San José, 29 abr (elmundo.cr) – La Asamblea Ampliada de la Facultad de Ciencias Sociales de la Universidad de Costa Rica (UCR) acordó este martes adoptar la figura de “paro activo” como medida de presión en el marco de la actual negociación del Fondo Especial para la Educación Superior (FEES).
La decisión busca que la Facultad asuma un rol protagónico en la organización de espacios de reflexión crítica sobre la coyuntura presupuestaria y el futuro de la educación superior pública en el país.
Entre los acuerdos alcanzados por los sectores estudiantil, docente y administrativo, destaca una firme postura contra la criminalización de las protestas. La Asamblea exigió que no se tomen represalias contra los estudiantes que han participado en acciones de movilización, incluyendo la toma del edificio de la Rectoría, y solicitó a las autoridades universitarias brindar el acompañamiento y asistencia jurídica necesaria para quienes enfrentan procesos legales por este motivo.
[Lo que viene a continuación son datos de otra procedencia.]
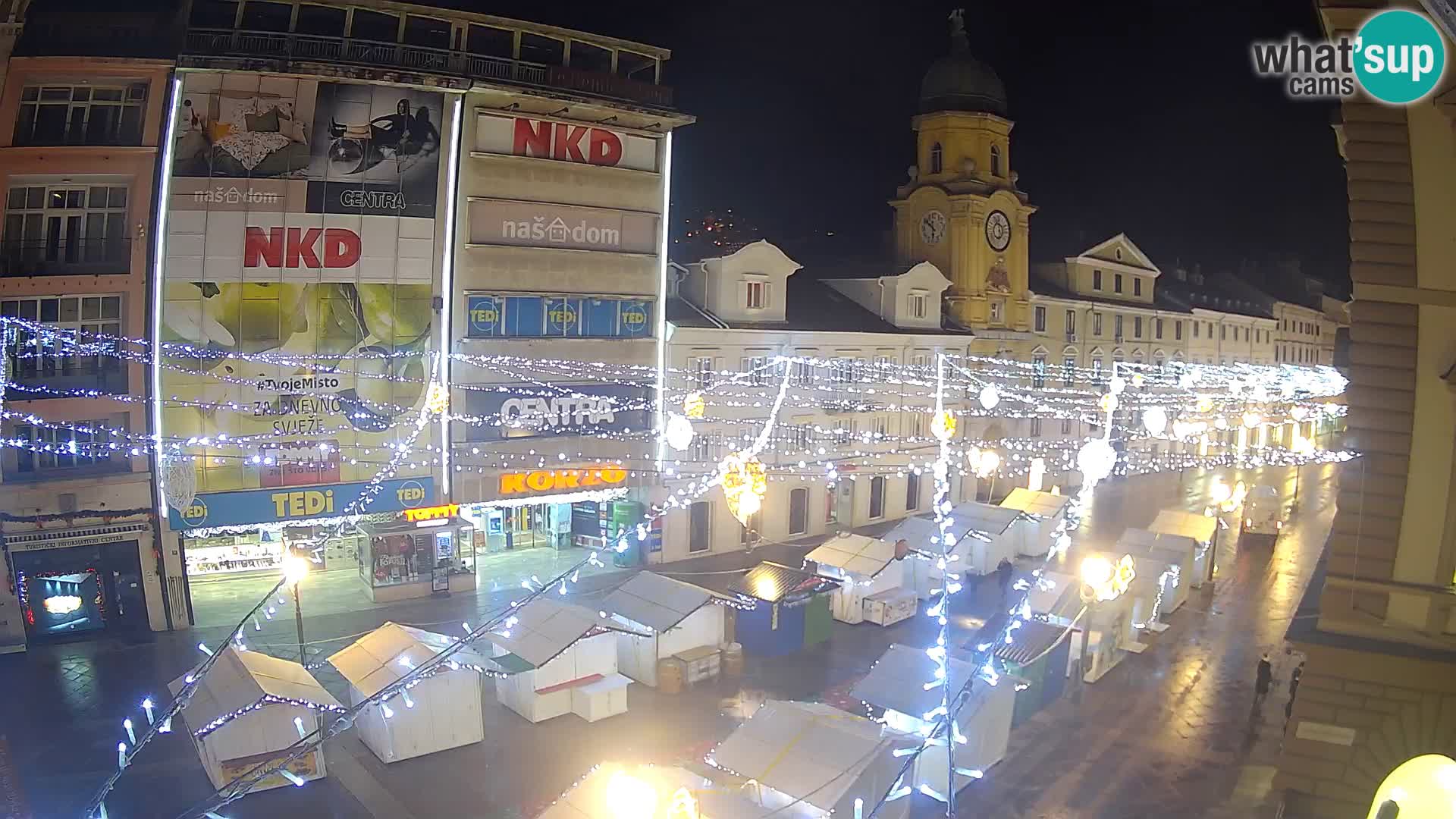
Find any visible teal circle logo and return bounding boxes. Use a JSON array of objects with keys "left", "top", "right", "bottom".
[{"left": 1356, "top": 10, "right": 1446, "bottom": 105}]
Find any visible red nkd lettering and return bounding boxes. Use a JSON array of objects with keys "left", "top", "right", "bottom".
[{"left": 243, "top": 228, "right": 361, "bottom": 268}]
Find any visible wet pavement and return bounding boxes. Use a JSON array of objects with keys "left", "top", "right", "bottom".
[{"left": 0, "top": 466, "right": 1334, "bottom": 819}]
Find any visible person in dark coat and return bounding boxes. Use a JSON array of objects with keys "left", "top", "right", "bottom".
[
  {"left": 996, "top": 558, "right": 1016, "bottom": 602},
  {"left": 1254, "top": 654, "right": 1274, "bottom": 707}
]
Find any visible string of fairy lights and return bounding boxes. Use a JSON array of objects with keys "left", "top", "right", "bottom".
[{"left": 8, "top": 318, "right": 1350, "bottom": 819}]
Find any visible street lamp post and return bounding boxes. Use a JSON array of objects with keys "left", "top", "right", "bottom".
[{"left": 282, "top": 552, "right": 309, "bottom": 666}]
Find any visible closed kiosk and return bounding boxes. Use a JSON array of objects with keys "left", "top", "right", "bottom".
[
  {"left": 601, "top": 571, "right": 726, "bottom": 688},
  {"left": 730, "top": 561, "right": 839, "bottom": 657},
  {"left": 1147, "top": 509, "right": 1219, "bottom": 588},
  {"left": 708, "top": 699, "right": 920, "bottom": 819},
  {"left": 485, "top": 598, "right": 646, "bottom": 723},
  {"left": 168, "top": 644, "right": 344, "bottom": 790},
  {"left": 1000, "top": 487, "right": 1072, "bottom": 557},
  {"left": 329, "top": 623, "right": 491, "bottom": 762},
  {"left": 805, "top": 532, "right": 910, "bottom": 625},
  {"left": 850, "top": 644, "right": 1015, "bottom": 794}
]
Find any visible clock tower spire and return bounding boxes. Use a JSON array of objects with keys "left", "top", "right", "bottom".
[{"left": 890, "top": 9, "right": 1035, "bottom": 331}]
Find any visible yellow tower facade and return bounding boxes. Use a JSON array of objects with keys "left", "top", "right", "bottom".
[{"left": 890, "top": 11, "right": 1035, "bottom": 340}]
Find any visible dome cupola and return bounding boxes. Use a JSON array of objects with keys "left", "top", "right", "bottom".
[{"left": 920, "top": 9, "right": 1006, "bottom": 117}]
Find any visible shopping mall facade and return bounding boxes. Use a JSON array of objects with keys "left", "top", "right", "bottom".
[{"left": 0, "top": 0, "right": 692, "bottom": 647}]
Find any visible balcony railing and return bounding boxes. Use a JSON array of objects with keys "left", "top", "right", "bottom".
[
  {"left": 0, "top": 239, "right": 131, "bottom": 277},
  {"left": 185, "top": 29, "right": 673, "bottom": 108}
]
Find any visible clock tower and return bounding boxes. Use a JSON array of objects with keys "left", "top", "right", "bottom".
[{"left": 890, "top": 10, "right": 1037, "bottom": 331}]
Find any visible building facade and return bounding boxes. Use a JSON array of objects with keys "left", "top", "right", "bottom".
[
  {"left": 1274, "top": 2, "right": 1456, "bottom": 819},
  {"left": 0, "top": 5, "right": 185, "bottom": 650}
]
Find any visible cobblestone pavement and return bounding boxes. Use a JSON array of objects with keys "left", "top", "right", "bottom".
[{"left": 0, "top": 466, "right": 1334, "bottom": 819}]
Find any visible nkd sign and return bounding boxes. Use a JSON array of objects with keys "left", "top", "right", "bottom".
[
  {"left": 470, "top": 198, "right": 658, "bottom": 253},
  {"left": 475, "top": 112, "right": 658, "bottom": 171}
]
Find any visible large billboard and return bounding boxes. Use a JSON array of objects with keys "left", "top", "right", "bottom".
[{"left": 160, "top": 71, "right": 448, "bottom": 501}]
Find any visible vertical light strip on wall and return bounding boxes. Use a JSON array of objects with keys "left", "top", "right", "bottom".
[
  {"left": 147, "top": 74, "right": 182, "bottom": 510},
  {"left": 654, "top": 131, "right": 673, "bottom": 471},
  {"left": 435, "top": 93, "right": 464, "bottom": 500}
]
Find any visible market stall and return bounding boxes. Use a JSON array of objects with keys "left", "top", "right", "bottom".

Asimismo, la comunidad de Ciencias Sociales manifestó su respaldo total a las gestiones del Consejo Universitario, específicamente al acuerdo adoptado mediante el oficio CU-644-2026.
En dicho documento, el órgano colegiado rechaza cualquier intento de socavar la autonomía universitaria —consagrada en los artículos 84 y 85 de la Constitución Política— mediante recortes presupuestarios.
“Rechazar cualquier intento de socavar la autonomía universitaria […] mediante recortes presupuestarios, y condenar enérgicamente las intenciones de cualquier instancia que pretenda asignar recursos inferiores a los que ya reciben las universidades”, señala el acuerdo respaldado por la Facultad.
Como parte de la estrategia de movilización, la Asamblea decidió constituir equipos de trabajo para definir una ruta de acción construida de forma colectiva. Este proceso se articulará a través de tres ejes fundamentales: la organización por unidades académicas, la priorización de acciones a corto plazo para la defensa del presupuesto y la articulación responsable con el movimiento estudiantil.
La Facultad de Ciencias Sociales calificó el escenario actual como “la más seria amenaza a la educación superior pública y al Estado social de Derecho en los últimos años”, reafirmando su compromiso de mantener una postura activa y propositiva ante la crisis presupuestaria que enfrenta el sistema universitario nacional.